Panel at the Summit Agenda SP+Verde discussed how advances in regulation, financing, and applied research can consolidate São Paulo as a reference in carbon capture and storage technologies.
With the largest concentration of ethanol plants in Brazil, a strong scientific foundation, and a diversified industrial base, São Paulo holds unique conditions to lead the development of carbon capture and storage (CCS) and bioenergy with carbon capture and storage (BECCS) technologies. The challenge lies in strengthening the regulatory framework, expanding financing mechanisms, and fostering integration among academia, government, and the private sector to bring projects to commercial scale.
That was the assessment of experts gathered at the panel “Technologies for a Low-Carbon Economy: CCS, BECCS, and São Paulo’s Potential,” held on Tuesday (Nov 4) during the Summit Agenda SP+Verde — a pre-COP event promoted by the State Government, the São Paulo City Hall, and the University of São Paulo (USP). The panel was part of the 8th Energy Transition Research & Innovation Conference (ETRI 2025), an international conference organized by the Research Centre for Greenhouse Gas Innovation (RCGI) at USP in partnership with the Offshore Technology Innovation Centre (OTIC). This year, part of the ETRI program took place within the Summit Agenda SP+Verde, broadening the reach of energy transition discussions in the lead-up to COP30.

“One of the main roles of the State is regulation — to establish clear standards that provide security for investors. These are complex, high-value projects that require a suitable environment,” said Liv Nakashima Costa, Director of Corporate Management and Sustainability at CETESB. According to her, the environmental agency is already preparing to handle future feasibility study licensing requests by training teams and refining technical protocols. “Our goal is to ensure environmental and legal security, supported by quality data, to make São Paulo a hub of innovation and a decarbonized state.”

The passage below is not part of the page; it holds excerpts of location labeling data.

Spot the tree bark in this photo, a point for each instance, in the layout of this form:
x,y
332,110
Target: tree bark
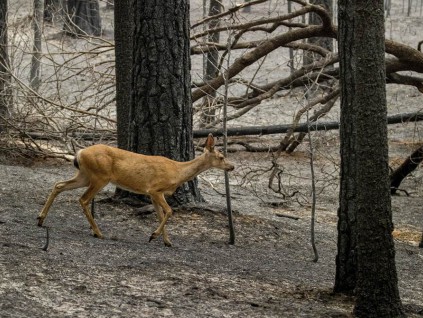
x,y
365,262
161,109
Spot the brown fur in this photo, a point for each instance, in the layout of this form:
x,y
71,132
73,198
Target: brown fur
x,y
154,176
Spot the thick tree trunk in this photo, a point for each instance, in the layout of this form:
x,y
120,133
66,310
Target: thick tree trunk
x,y
366,255
161,110
83,18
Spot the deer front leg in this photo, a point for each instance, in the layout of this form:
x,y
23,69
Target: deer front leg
x,y
160,215
85,200
160,200
77,182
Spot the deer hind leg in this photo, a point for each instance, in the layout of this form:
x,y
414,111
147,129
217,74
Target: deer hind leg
x,y
160,215
85,200
79,181
160,200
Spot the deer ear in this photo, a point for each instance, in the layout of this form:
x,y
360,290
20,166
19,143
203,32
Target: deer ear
x,y
210,142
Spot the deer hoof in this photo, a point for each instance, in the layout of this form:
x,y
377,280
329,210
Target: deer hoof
x,y
40,221
153,236
98,235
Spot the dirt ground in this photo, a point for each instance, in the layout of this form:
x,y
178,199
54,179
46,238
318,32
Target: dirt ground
x,y
269,271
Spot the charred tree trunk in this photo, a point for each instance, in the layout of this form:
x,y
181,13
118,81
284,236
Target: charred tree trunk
x,y
161,110
365,263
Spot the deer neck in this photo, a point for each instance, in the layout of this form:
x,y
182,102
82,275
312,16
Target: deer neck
x,y
190,169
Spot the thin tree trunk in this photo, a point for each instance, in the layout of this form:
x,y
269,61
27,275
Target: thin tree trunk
x,y
208,114
35,76
4,64
124,28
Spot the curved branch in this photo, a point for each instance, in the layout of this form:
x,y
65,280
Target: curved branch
x,y
263,49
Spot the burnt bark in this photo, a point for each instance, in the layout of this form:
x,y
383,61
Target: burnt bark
x,y
365,262
161,109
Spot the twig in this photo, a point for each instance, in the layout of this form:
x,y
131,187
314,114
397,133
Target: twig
x,y
45,247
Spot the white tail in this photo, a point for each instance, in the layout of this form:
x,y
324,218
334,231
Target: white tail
x,y
154,176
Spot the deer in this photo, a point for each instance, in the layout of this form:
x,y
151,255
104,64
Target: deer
x,y
154,176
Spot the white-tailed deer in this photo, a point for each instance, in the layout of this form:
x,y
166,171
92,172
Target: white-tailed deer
x,y
154,176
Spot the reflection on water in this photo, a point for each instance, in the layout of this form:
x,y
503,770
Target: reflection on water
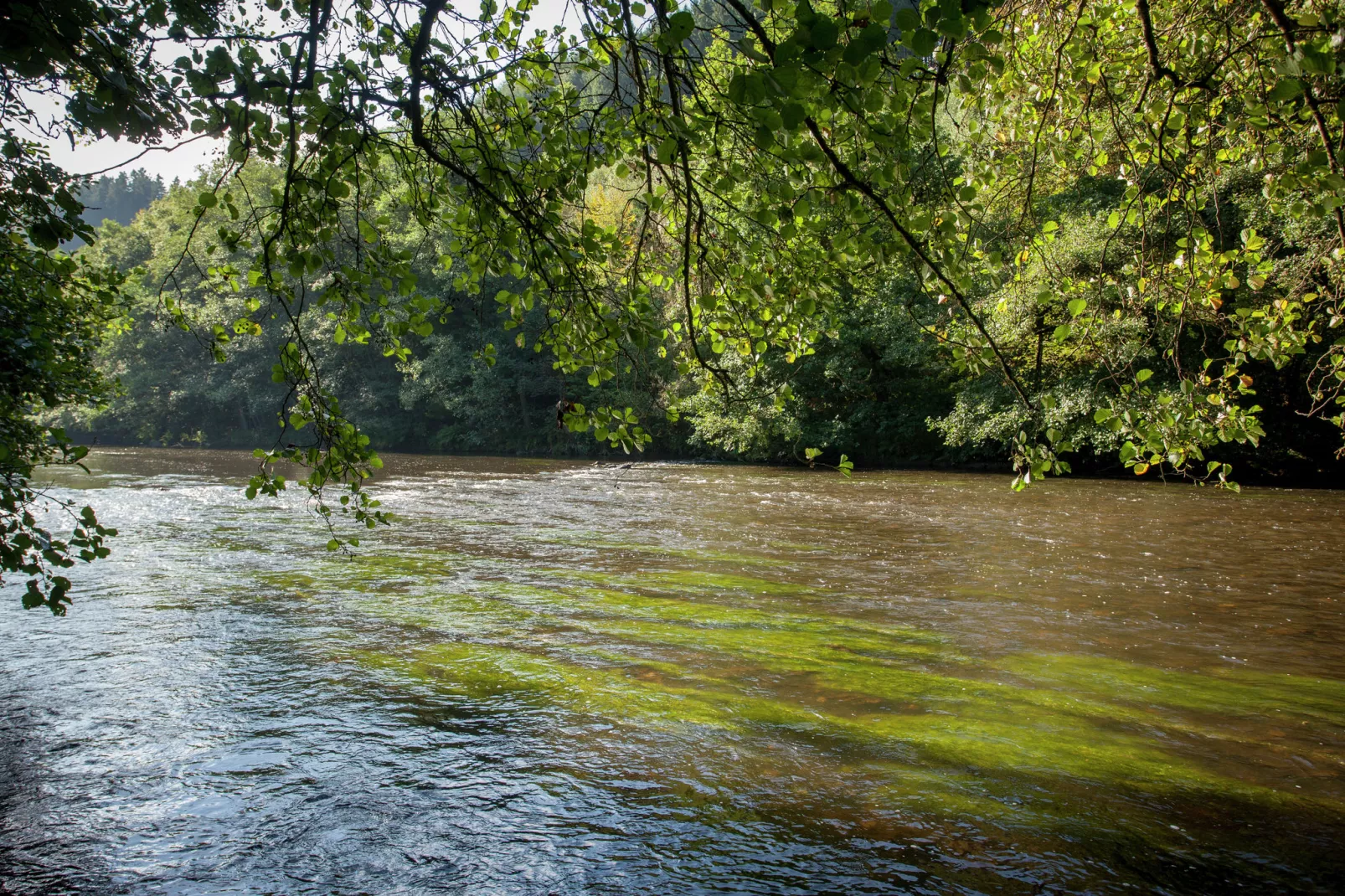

The complexity and cost of these projects were also highlighted by Bruno Laskowsky, partner at YvY Capital, an investment manager focused on infrastructure and energy transition. He noted that CCS and BECCS ventures require intensive capital and long-term maturation. “If there is a place to make these projects viable, it is Brazil — and particularly São Paulo, given its proximity to ethanol plants. But adequate financing structures must be created. The greatest tool to unlock sustainable infrastructure investments is to reduce interest rates,” he said. “We always talk about the ‘Brazil Cost,’ but we now have an opportunity that could be the ‘Brazil Bonus.’”
For Juliana Damasceno, Director of Business Development for Latin America at Worley, the connection between the public and private sectors is one of the key factors for advancing the energy transition. She highlighted that Worley has contributed to this process through around 3,000 projects worldwide, including CO₂ storage and monitoring initiatives. “The great challenge is how to control this — what guarantees that CO₂ will remain stored,” she observed.
As regulation advances, the initial cost of investments and the necessary infrastructure remain critical points but also represent opportunities. “We have the tools and solutions to make it happen. Speed is the key word — we need to move fast for these commitments to be achieved,” she added.
In the scientific field, RCGI-USP has been developing initiatives aimed at creating both technological and market-based solutions. “The RCGI-USP Carbon Registry startup was created to register carbon credits using proprietary methodologies, adapted to Brazil’s context and aligned with international standards,” explained Julio Meneghini, Scientific Director of RCGI. “With the Carbon Market Legal Framework taking effect in January 2027, we have just over a year to prepare the ecosystem and attract key players.”
Meneghini also recalled that USP hosts the world’s first pilot plant for producing low-carbon hydrogen from ethanol — a technology that can achieve negative emissions when combined with BECCS. “Just imagine: using ethanol — already a renewable fuel — in a process that captures and safely stores CO₂. No other renewable source, neither solar nor wind, reaches that carbon footprint. This is a golden opportunity for Brazil — and especially for São Paulo.”
With COP30 approaching, to be held in Belém (PA) in 2025, panelists stressed that Brazil’s leadership extends beyond the conference days. “The responsibility of Brazil — and of São Paulo, as the country’s most industrialized state — is to show the world the possible paths toward decarbonization.”